„Dinge von Dauer als Bollwerk der Ruhe gegen die Rastlosigkeit unserer Epoche“

Buchtipp und Fragebogen: „Alle Zeit der Welt“ von Thomas Girst

6 Minuten
Das Meer, ein Mann am Strand, der einen Kopfstand macht.

„Lassen Sie sich alle Zeit der Welt“ – diesen Satz hört heutzutage höchstens noch, wer beim Anwalt zögert, ein wichtiges Dokument zu unterschreiben oder sich beim Arzt nur langsam von der Untersuchungsliege erheben kann, um sich anzukleiden. Jeder weiß, dass hinter dieser beruhigenden Floskel natürlich nicht endlose Langmut steht, sondern der nächste Klient oder die nächste Patientin mit Termin.

In seinem Buch „Alle Zeit der Welt“ (Hanser-Verlag, München 2019) stellt Thomas Girst Menschen vor, die Großartiges geschaffen haben. Solche „Dinge von Dauer“ gelingen, wenn Menschen sich Zeit nehmen. Was wirklich gut, was gewachsen, gereift ist – in der Kunst, in der Wissenschaft – überdauert, so der Grundgedanke in Girsts Buch.

„Alle Zeit der Welt“ ist eine überaus geeignete Lektüre für den Urlaub. Thomas Girst, Kunst- und Literaturwissenschaftler, ehemaliger taz-Korrespondent und seit 17 Jahren Kulturmanager bei der BMW Group – schreibt richtig gut. Jede der 28 Geschichten, die Girst präzise auf je sechs Buchseiten angelegt hat, ist voller Überraschungen, Informationen, Anregungen zum Weiterlesen, Anregungen, um das eigene Tun und Handeln zu überdenken.
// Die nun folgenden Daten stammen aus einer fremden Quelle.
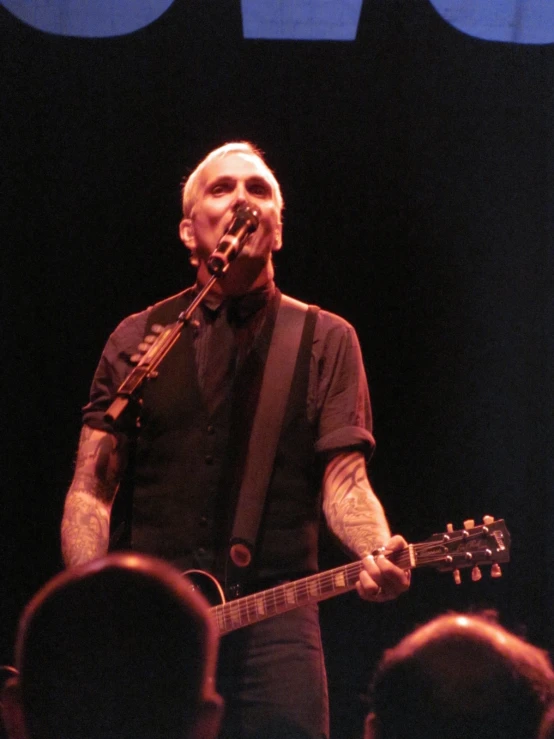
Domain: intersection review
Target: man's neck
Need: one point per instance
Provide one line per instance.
(240, 279)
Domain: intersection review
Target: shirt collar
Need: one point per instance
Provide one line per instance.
(242, 307)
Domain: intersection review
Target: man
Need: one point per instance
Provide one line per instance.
(189, 453)
(461, 676)
(119, 647)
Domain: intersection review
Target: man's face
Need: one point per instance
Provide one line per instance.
(236, 179)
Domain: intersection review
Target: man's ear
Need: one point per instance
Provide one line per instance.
(12, 710)
(370, 726)
(209, 718)
(186, 232)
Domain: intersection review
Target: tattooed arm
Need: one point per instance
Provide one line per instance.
(86, 518)
(355, 515)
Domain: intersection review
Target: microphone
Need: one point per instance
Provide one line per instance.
(245, 222)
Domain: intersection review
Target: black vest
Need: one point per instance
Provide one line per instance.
(188, 463)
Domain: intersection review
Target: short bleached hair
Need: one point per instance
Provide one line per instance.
(192, 182)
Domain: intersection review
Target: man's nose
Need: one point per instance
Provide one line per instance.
(241, 195)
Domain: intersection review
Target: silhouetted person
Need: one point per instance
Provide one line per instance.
(461, 677)
(121, 647)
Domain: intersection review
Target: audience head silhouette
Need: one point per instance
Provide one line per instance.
(121, 647)
(460, 676)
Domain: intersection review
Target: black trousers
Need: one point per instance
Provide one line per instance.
(272, 677)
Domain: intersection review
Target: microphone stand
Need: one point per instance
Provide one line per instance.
(146, 369)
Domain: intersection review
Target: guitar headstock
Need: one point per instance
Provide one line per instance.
(473, 546)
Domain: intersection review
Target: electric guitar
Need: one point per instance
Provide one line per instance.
(473, 546)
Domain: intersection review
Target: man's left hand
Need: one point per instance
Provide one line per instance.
(380, 579)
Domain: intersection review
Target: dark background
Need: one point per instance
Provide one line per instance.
(417, 168)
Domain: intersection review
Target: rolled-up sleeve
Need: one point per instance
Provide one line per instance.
(339, 394)
(112, 369)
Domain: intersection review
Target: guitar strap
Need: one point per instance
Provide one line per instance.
(294, 327)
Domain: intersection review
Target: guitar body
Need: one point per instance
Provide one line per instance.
(473, 546)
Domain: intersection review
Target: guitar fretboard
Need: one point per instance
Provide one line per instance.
(290, 595)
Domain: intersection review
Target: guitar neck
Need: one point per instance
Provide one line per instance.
(446, 552)
(296, 593)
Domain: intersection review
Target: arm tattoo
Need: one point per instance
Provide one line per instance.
(86, 519)
(99, 464)
(353, 511)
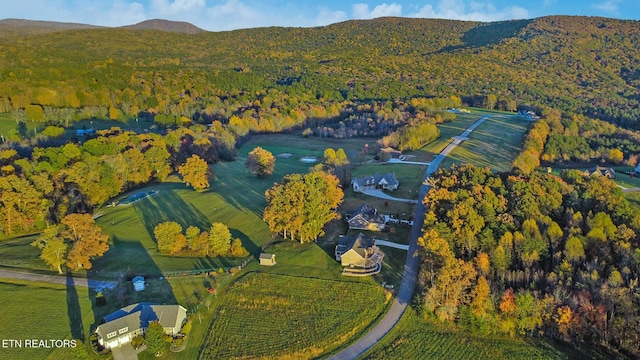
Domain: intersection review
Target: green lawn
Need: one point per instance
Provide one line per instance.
(42, 311)
(449, 130)
(9, 126)
(414, 338)
(409, 176)
(494, 144)
(288, 317)
(300, 146)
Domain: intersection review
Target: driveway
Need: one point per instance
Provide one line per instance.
(392, 244)
(405, 292)
(380, 194)
(398, 161)
(56, 279)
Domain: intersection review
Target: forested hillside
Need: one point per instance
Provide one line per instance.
(286, 75)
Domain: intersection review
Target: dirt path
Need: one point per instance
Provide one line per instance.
(405, 292)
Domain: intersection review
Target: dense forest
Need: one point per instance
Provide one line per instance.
(275, 78)
(536, 255)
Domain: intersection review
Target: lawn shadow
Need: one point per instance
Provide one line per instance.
(168, 206)
(74, 312)
(244, 191)
(157, 289)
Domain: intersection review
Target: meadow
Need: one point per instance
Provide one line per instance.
(493, 144)
(285, 317)
(43, 311)
(415, 338)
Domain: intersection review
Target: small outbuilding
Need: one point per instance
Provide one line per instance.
(138, 283)
(267, 259)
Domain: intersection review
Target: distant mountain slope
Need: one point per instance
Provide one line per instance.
(17, 27)
(581, 64)
(166, 25)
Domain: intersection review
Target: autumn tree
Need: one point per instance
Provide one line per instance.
(260, 162)
(86, 238)
(166, 234)
(195, 173)
(237, 249)
(54, 249)
(301, 205)
(219, 240)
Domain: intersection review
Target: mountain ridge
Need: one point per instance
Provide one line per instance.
(584, 65)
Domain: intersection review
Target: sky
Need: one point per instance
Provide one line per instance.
(221, 15)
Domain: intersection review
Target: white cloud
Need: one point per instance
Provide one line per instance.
(608, 6)
(479, 11)
(361, 10)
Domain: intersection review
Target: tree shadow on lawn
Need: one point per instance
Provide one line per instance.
(244, 191)
(157, 289)
(168, 206)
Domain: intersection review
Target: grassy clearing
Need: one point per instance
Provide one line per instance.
(409, 176)
(274, 316)
(42, 311)
(414, 338)
(494, 144)
(449, 130)
(300, 146)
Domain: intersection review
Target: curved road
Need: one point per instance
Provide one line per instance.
(405, 293)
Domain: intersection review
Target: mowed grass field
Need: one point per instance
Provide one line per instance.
(42, 311)
(449, 130)
(414, 338)
(494, 144)
(285, 317)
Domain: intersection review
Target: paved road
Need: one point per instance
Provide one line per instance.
(405, 292)
(398, 161)
(380, 194)
(61, 279)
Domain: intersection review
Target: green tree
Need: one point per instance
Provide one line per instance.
(166, 234)
(154, 337)
(260, 162)
(54, 249)
(300, 206)
(237, 249)
(195, 173)
(219, 240)
(87, 240)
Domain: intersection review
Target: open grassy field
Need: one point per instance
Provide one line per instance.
(8, 126)
(449, 130)
(494, 144)
(276, 316)
(414, 338)
(300, 146)
(409, 176)
(42, 311)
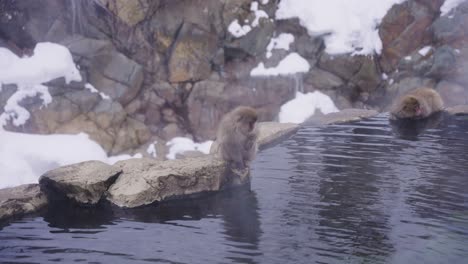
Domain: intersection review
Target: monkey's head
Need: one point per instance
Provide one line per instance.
(246, 117)
(410, 107)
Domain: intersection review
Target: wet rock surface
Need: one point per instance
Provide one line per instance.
(83, 183)
(21, 200)
(145, 181)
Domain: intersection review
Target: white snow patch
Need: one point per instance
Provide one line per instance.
(25, 157)
(50, 61)
(94, 90)
(182, 144)
(15, 112)
(258, 13)
(304, 106)
(424, 51)
(352, 23)
(449, 5)
(151, 150)
(237, 30)
(283, 41)
(291, 64)
(113, 159)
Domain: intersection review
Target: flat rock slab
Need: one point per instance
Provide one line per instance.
(145, 181)
(346, 115)
(273, 132)
(84, 183)
(21, 200)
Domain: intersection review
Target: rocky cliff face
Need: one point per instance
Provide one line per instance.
(171, 68)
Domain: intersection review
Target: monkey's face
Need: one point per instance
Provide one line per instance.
(248, 123)
(411, 108)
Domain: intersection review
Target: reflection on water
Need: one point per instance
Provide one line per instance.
(348, 193)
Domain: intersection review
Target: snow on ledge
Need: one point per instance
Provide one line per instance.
(25, 157)
(351, 24)
(291, 64)
(181, 144)
(237, 30)
(50, 61)
(283, 41)
(449, 5)
(304, 106)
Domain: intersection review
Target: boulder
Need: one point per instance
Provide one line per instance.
(322, 80)
(451, 29)
(344, 66)
(21, 200)
(84, 183)
(404, 29)
(116, 75)
(131, 12)
(191, 54)
(271, 133)
(145, 181)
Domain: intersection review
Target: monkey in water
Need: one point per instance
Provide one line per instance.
(417, 104)
(236, 139)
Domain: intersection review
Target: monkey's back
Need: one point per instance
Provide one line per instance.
(430, 96)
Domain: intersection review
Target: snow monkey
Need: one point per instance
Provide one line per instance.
(236, 140)
(416, 104)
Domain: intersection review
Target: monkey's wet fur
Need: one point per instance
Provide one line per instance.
(236, 140)
(417, 104)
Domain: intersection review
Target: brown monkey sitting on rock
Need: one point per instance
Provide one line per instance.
(417, 104)
(236, 140)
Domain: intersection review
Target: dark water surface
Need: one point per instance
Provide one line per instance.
(350, 193)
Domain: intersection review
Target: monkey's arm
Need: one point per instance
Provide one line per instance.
(232, 151)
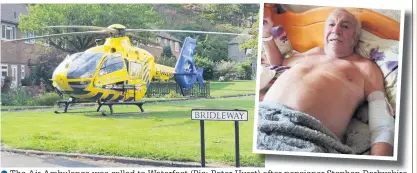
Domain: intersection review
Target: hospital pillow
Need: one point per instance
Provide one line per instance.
(385, 53)
(281, 39)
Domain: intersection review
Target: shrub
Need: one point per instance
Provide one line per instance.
(245, 70)
(16, 96)
(207, 65)
(6, 83)
(167, 61)
(227, 70)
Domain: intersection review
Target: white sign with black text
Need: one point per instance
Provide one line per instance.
(219, 115)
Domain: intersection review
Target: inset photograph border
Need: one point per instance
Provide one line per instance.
(296, 112)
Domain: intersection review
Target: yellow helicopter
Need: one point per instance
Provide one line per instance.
(118, 73)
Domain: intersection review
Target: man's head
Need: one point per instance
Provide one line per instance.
(341, 33)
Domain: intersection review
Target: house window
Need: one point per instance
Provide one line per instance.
(8, 32)
(22, 71)
(4, 71)
(177, 46)
(28, 35)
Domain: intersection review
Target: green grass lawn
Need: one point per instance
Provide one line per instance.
(232, 88)
(166, 132)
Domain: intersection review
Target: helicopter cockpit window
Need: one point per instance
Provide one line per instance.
(84, 65)
(111, 64)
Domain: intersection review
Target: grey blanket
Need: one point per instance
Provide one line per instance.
(284, 129)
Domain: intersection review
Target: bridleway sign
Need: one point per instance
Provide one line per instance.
(219, 115)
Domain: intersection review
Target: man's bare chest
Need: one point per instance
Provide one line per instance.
(344, 70)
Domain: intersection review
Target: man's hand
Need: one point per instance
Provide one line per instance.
(381, 122)
(267, 26)
(382, 149)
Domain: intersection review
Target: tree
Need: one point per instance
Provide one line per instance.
(207, 65)
(214, 48)
(42, 15)
(44, 68)
(235, 14)
(253, 42)
(167, 52)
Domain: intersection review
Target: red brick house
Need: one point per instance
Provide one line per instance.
(16, 57)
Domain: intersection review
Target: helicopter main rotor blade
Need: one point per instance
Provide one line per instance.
(184, 31)
(63, 34)
(80, 26)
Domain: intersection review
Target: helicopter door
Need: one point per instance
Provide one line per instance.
(112, 71)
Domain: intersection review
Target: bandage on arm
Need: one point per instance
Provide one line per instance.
(381, 121)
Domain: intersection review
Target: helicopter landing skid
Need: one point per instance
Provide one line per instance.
(67, 104)
(110, 104)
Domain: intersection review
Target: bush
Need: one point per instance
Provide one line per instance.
(167, 61)
(245, 70)
(6, 83)
(18, 96)
(226, 70)
(207, 65)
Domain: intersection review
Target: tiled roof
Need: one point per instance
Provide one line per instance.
(8, 12)
(241, 38)
(168, 36)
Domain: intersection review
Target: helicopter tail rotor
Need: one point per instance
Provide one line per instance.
(186, 73)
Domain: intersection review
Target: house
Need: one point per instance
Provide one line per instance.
(16, 56)
(234, 52)
(162, 38)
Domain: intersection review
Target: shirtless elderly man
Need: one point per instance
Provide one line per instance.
(330, 83)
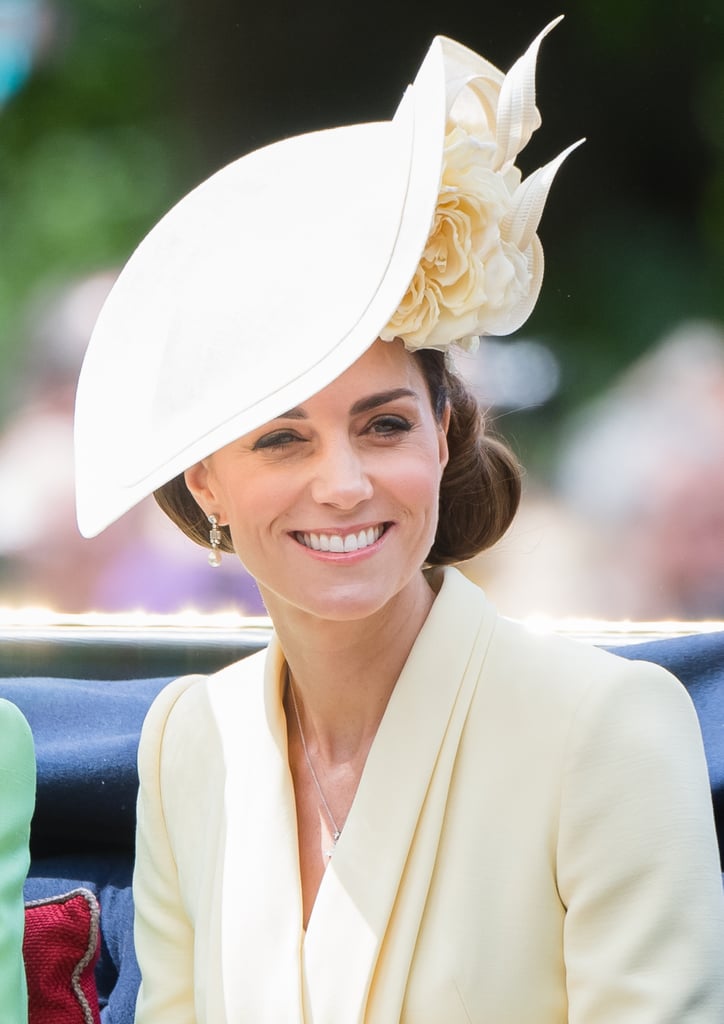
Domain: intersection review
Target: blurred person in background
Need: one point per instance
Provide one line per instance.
(644, 469)
(16, 804)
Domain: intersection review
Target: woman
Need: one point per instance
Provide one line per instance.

Es wäre einfach zu schade, schnell durch diese Geschichten „zu rasen“, einige der enthaltenen Kostbarkeiten könnten überlesen werden. Gleich zu Beginn widmet sich Girst einem Vertreter einer vom Aussterben bedrohten Berufsgattung, dem Briefträger Ferdinand Cheval. Im ehemaligen Gemüsegarten hatte der Franzose 33 Jahre lang, von 1879 bis 1912, seinen „Palais idéal“ gebaut. Ein am Ende 30 mal 15 Meter großes, bis 13 Meter hohes Bauwerk, das Cheval aus Steinen und Muscheln errichtete. Diese hatte er bei seinem täglichen 30 Kilometer langen Postgang in einer selbst gebauten Holzkarre gesammelt.

Knapp 100 Jahre nachdem Cheval seinen Palast fertiggestellt hatte, startete in Halberstadt ein Kunstprojekt, über das Girst in seinem Plädoyer für die Langsamkeit natürlich berichten muss. Seit 2001 wird dort ein Orgelstück von John Cage aufgeführt. Seit Oktober 2013 ist ein Ton aus fünf Orgelpfeifen zu hören (wer einmal hinein hören möchte, hier).

Am 5. September 2020 steht der nächste Klangwechsel an. Die Aufführung endet in 638 Jahren. Cages Hinweis, das Stück „as slow as possible“, „so langsam wie möglich“ zu spielen, wird hier also sehr ernst genommen. In einer Zeit der schnellen Klicks, Pings, Playlists, Vibrationen und Klingeltöne, ist das Projekt eine regelrechte Zumutung. Girst selbst spürt bei seinem Gang durch Halberstadt „kleine Zeitfenster absoluter Ruhe“, die zwar auch in der Kreisstadt im Harzvorland rasch wieder vorbei sind, aber dennoch ein geeignetes Umfeld für diese spezielle Art musikalischer Kunst zu sein scheinen.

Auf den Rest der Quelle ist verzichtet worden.